Combien de fois regardons-nous des informations en nous répétant les même mots idiots : “les pauvres, quel malheur !” Mais réagissons nous réellement ? Non. Dans les années 70, Seligman a réalisé des tests sur des chiens pour expliquer la résignation apprise. Divisés en trois groupes, le premier était simplement attaché puis libéré. Le second resté attaché et faiblement électrocuté, un levier pouvait lui permettre d’arrêter sa torture. Enfin le dernier n’avait pas cette possibilité. Les groupes 1 et 2 se remirent très vite de l’expérience. Le troisième groupe de chien a appris à endurer le traitement et développa des signes de dépressions chroniques. La deuxième partie de l’expérience fut bien plus impressionnante.
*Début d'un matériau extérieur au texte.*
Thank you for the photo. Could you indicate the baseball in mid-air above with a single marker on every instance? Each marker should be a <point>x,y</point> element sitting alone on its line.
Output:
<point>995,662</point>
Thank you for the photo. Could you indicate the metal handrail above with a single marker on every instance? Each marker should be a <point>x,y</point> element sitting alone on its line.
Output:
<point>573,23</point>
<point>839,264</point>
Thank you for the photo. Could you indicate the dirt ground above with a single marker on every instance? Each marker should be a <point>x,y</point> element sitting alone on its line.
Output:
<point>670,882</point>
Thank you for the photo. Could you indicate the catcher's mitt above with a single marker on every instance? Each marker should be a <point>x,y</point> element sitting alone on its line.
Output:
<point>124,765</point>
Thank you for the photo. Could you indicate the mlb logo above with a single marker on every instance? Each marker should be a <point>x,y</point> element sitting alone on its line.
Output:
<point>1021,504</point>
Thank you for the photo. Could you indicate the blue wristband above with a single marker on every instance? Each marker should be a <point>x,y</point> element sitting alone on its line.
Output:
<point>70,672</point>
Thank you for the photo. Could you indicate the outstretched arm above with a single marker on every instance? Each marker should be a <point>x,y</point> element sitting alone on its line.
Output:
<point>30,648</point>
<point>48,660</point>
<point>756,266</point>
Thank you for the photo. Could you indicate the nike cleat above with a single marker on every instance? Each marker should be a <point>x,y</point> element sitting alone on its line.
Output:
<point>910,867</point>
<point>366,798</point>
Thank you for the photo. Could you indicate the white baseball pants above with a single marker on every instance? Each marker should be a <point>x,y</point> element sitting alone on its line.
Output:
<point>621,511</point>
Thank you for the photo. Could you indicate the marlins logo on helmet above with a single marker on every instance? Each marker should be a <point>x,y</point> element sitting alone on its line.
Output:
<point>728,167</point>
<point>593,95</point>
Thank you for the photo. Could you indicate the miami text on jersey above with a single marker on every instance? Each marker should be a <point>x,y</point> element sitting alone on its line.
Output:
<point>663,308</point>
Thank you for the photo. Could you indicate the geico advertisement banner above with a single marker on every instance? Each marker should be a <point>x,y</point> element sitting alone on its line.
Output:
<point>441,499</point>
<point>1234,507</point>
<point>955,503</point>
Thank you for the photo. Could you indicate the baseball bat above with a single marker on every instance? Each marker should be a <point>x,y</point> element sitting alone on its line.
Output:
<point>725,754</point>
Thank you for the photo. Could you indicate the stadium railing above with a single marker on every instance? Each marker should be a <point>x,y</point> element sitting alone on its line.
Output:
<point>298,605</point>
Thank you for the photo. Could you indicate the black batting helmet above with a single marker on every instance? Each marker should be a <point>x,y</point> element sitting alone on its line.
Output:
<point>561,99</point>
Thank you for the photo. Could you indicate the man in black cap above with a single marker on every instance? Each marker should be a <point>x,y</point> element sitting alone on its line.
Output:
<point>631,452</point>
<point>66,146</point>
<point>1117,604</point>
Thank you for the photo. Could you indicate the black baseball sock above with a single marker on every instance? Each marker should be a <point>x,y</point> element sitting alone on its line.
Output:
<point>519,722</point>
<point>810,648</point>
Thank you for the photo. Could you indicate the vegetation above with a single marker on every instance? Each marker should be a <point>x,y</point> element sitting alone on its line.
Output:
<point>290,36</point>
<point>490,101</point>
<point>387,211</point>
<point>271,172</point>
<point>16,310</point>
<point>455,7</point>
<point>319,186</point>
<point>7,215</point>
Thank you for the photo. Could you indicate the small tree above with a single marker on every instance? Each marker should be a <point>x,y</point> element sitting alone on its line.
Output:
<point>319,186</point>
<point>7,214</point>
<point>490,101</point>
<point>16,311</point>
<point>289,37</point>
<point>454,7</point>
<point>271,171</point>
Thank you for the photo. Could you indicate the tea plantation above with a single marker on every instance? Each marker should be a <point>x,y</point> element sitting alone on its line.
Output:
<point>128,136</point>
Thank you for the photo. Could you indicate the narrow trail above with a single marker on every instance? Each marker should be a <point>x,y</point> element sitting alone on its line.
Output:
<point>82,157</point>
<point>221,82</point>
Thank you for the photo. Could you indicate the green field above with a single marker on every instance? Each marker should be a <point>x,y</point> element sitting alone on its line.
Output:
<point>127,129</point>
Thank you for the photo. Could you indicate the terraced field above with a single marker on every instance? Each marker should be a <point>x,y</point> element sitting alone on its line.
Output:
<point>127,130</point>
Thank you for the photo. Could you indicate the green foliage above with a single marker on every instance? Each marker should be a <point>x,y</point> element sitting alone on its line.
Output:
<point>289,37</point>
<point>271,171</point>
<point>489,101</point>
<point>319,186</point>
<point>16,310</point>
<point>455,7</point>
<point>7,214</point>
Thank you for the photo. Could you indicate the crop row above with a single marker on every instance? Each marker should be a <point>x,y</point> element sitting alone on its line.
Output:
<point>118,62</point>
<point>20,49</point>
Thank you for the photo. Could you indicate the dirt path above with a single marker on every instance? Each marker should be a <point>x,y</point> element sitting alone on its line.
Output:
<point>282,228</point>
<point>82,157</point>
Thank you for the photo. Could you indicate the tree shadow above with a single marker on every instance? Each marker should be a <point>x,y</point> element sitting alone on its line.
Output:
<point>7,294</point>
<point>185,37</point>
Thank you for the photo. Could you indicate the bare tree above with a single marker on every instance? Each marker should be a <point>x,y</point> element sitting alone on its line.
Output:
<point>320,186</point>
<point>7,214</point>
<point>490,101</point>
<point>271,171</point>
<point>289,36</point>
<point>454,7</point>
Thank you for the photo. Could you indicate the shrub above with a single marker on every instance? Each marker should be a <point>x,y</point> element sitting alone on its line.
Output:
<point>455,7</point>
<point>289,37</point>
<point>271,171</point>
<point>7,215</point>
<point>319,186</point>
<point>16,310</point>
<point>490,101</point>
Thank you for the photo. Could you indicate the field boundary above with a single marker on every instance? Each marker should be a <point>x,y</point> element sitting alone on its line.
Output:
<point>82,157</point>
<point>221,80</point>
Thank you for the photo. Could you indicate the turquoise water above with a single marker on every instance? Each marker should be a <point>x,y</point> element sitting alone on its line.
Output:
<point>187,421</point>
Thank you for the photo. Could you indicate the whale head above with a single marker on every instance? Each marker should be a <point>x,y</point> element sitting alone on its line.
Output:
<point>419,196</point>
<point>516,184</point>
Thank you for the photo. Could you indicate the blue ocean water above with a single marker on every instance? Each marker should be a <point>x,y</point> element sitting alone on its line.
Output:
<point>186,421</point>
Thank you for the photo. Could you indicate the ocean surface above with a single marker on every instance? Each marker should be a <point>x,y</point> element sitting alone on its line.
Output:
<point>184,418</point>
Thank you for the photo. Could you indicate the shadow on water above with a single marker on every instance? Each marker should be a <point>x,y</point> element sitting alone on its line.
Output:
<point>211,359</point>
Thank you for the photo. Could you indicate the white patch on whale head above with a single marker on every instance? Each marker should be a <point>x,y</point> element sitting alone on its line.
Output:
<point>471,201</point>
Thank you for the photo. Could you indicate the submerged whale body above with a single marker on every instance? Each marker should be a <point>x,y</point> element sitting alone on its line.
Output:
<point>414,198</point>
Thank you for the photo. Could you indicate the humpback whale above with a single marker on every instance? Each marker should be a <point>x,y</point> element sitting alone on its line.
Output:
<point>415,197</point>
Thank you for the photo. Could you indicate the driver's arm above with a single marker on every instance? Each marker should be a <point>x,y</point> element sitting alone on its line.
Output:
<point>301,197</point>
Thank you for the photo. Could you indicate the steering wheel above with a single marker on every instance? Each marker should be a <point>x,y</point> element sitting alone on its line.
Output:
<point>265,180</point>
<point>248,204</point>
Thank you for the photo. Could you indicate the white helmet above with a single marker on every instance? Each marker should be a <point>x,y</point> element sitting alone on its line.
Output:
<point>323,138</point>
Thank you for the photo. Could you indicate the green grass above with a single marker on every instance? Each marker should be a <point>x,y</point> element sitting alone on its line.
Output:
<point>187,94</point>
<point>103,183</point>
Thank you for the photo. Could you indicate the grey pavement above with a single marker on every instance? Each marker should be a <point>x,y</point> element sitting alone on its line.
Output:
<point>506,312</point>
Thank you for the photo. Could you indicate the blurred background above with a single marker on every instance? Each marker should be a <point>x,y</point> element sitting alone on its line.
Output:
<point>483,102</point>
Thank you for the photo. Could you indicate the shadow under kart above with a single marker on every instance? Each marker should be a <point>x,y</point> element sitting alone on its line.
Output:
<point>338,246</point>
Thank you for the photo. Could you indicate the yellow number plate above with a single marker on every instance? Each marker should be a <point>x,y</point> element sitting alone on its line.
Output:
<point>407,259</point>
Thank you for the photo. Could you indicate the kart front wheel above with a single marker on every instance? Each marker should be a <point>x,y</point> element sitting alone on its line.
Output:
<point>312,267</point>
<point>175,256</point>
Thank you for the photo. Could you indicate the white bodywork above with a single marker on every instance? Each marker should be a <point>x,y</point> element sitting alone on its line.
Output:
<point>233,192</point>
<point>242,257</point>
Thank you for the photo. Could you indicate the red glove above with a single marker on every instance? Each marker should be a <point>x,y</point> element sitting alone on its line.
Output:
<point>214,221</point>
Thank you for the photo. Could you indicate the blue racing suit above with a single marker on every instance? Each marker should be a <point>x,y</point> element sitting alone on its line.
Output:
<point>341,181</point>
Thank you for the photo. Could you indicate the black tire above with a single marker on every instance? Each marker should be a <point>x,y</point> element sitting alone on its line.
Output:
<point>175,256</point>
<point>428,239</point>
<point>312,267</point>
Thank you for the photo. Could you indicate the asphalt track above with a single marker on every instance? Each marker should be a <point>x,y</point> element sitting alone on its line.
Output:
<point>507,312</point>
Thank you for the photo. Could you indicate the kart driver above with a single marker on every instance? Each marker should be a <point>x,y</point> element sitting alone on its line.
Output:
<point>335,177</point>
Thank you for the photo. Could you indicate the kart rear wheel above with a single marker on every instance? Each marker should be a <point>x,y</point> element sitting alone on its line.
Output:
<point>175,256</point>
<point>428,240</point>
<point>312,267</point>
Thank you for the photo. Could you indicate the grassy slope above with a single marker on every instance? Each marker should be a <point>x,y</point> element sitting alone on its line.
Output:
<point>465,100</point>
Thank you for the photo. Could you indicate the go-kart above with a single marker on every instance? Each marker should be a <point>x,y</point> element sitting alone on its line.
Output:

Le même procédé fut appliqué, sauf qu’au lieu d’être attachés, les chiens devaient simplement sauter une clôture pour ne plus être électrocuté. Les chiens du groupe 3, ayant appris que rien ne pourrait arrêter les chocs, ne franchir jamais le mur, se contentant de gémir.

La même chose s’oppose aujourd’hui à notre génération comme à celle d’avant. Sauf qu’étant de nature plus participative, nous n’avons pas accepté de ne pas être écouté, et le troll dans les commentaires était né. Jusqu’à comprendre qu’en réalité, quelle que soit l’information communiquée, il n’y avait aucun dialogue avec les journalistes ou ceux impactés par l’article. nous avons donc appris à nous résigner. Et naturellement nous avons commencé par éviter les informations à la télé puis les journaux (papiers et numériques) jusqu’à nous dire que rien ne changerait jamais, alors à quoi bon ? Nous avons vidé le sens des médias, nous contentant de lire les titres des articles qui passent sur notre facebook, les partageant mécaniquement juste pour informer des amis sur un sujet qui nous tient à coeur.

Pour conclure

La nouvelle génération n’est pas fâchée avec l’information, au contraire, elle a soif de partage dès que cela touche profondément ses émotions ou son intérêt. Elle est désintéressée par ses émetteurs. On peut ainsi parler d’un dialogue de sourd. Alors que la génération Y aime partager, échanger et faire avancer les choses, elle est ignorée par des médias qui ne peuvent plus se permettre ce luxe. De plus, nos principales plateformes de fréquentation (facebook, twitter, google) l’ont bien compris et ne font rien pour redorer l’image des médias, préférant garder le trafic sur leur flux. Les médias auront donc un réel travail de fond a réalisé pour rétablir un dialogue positif avec la génération Y. Je leur conseille vivement cet article qui explique comment renouer le dialogue entre lecteur et journaux numériques en supprimant les commentaires. Le Washington Post, le New York Times ont créer un groupe d’étude “Coral project” qui a pour vocation d’imaginer de nouvelles formules d’interactions pour favoriser l’engagement du lecteur, et je leur conseille vivement d’inclure les problématiques des moins de 25 ans avec les médias pour ne pas définitivement perdre leur attention au profit des réseaux sociaux.